I, on the other hand, felt it was important to stay for Ramon. I didn´t want to be yet another person who abandoned him. And so for the next hour, I sat alone in front of him, in the middle of this thunderstorm, getting bitten and slowly scaring myself shitless with the stories of the jungle demons from Walter and the cabbie and thoughts of every horror movie I had seen. He kept chanting something about cigarettes and family as far as I can tell. Finally, Ramon turned on the flashlight and asked where simon was. I moved closer so he could hear me over the rain and thunder. At that very moment, there was a huge clap of thunder and a bolt of lightening, lighting up his face and headdress, making me yelp. I answered "dormir" (sleeping), said "muchas gracias y buenas noches" and booked it for the tent.

I brought that one on myself. It wasn´t the most mature thing to do and I´m not proud of the fact that I was so scared. Now we both really regret not asking for more ayahuasca. It seems like a squandered opportunity. But I guess that is one lesson that we should take from this. Hopefully the next time, we won´t be shy to carpe diem.

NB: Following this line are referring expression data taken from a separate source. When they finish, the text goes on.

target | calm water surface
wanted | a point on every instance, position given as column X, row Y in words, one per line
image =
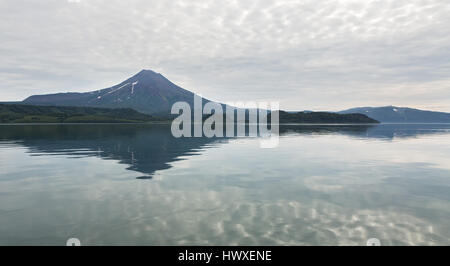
column 137, row 185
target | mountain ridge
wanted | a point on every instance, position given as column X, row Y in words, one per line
column 394, row 114
column 147, row 92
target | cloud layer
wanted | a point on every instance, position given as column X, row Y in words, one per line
column 321, row 55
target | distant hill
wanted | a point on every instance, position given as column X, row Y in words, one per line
column 393, row 114
column 324, row 118
column 147, row 92
column 12, row 113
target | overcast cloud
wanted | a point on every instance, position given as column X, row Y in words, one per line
column 310, row 54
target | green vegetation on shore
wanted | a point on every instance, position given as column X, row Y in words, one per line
column 13, row 113
column 324, row 118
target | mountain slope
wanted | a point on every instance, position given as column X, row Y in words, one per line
column 393, row 114
column 147, row 92
column 12, row 113
column 324, row 118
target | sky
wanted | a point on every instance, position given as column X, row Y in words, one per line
column 305, row 54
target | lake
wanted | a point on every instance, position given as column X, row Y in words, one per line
column 137, row 185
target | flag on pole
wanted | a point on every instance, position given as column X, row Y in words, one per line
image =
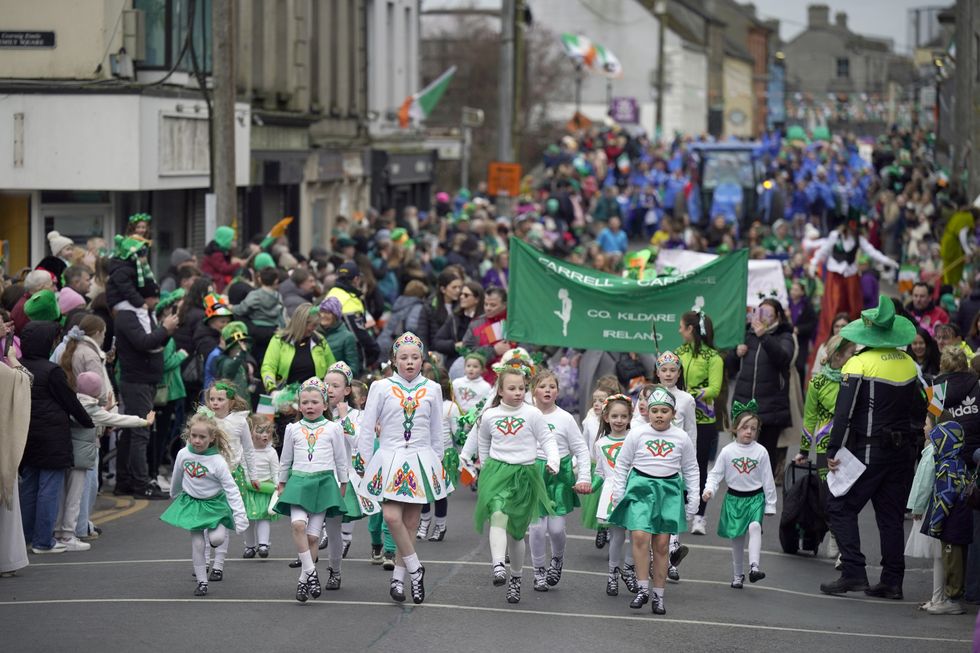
column 579, row 48
column 417, row 107
column 606, row 63
column 936, row 394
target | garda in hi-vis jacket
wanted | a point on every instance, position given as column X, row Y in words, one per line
column 880, row 407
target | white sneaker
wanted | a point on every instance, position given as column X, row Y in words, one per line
column 945, row 607
column 75, row 544
column 698, row 525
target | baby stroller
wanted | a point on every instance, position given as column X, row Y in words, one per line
column 803, row 523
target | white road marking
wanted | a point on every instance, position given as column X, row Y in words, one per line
column 767, row 588
column 544, row 613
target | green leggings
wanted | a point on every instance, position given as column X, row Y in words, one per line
column 379, row 532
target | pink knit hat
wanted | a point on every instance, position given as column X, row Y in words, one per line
column 69, row 300
column 89, row 383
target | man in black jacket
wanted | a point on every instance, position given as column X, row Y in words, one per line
column 139, row 350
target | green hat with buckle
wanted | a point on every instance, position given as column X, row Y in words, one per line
column 880, row 327
column 234, row 332
column 42, row 306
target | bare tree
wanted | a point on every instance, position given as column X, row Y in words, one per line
column 472, row 43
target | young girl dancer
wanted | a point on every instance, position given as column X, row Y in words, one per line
column 338, row 381
column 704, row 371
column 656, row 465
column 406, row 471
column 562, row 487
column 512, row 489
column 312, row 482
column 685, row 417
column 207, row 501
column 450, row 458
column 257, row 537
column 617, row 412
column 744, row 464
column 231, row 412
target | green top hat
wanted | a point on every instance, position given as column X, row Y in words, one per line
column 42, row 306
column 880, row 327
column 234, row 332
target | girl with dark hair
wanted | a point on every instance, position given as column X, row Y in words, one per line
column 761, row 370
column 704, row 373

So onward to Cusco and the Andes.

2 comments:

Anonymous said...

Wonder if you could bottle the ahyuasca...Could throw some great parties..P

Anonymous said...

OK..(scratch, scratch)....that first photos is a major nightmare. It's the reason why I never thought of myself as playing Jane to any kind of Tarzan.(itch..itch...) Aaaarghh!!!!
I am in awe of you both desiring to do jungle.
Does DHL do ahyuasca?
I know some people here who could use some.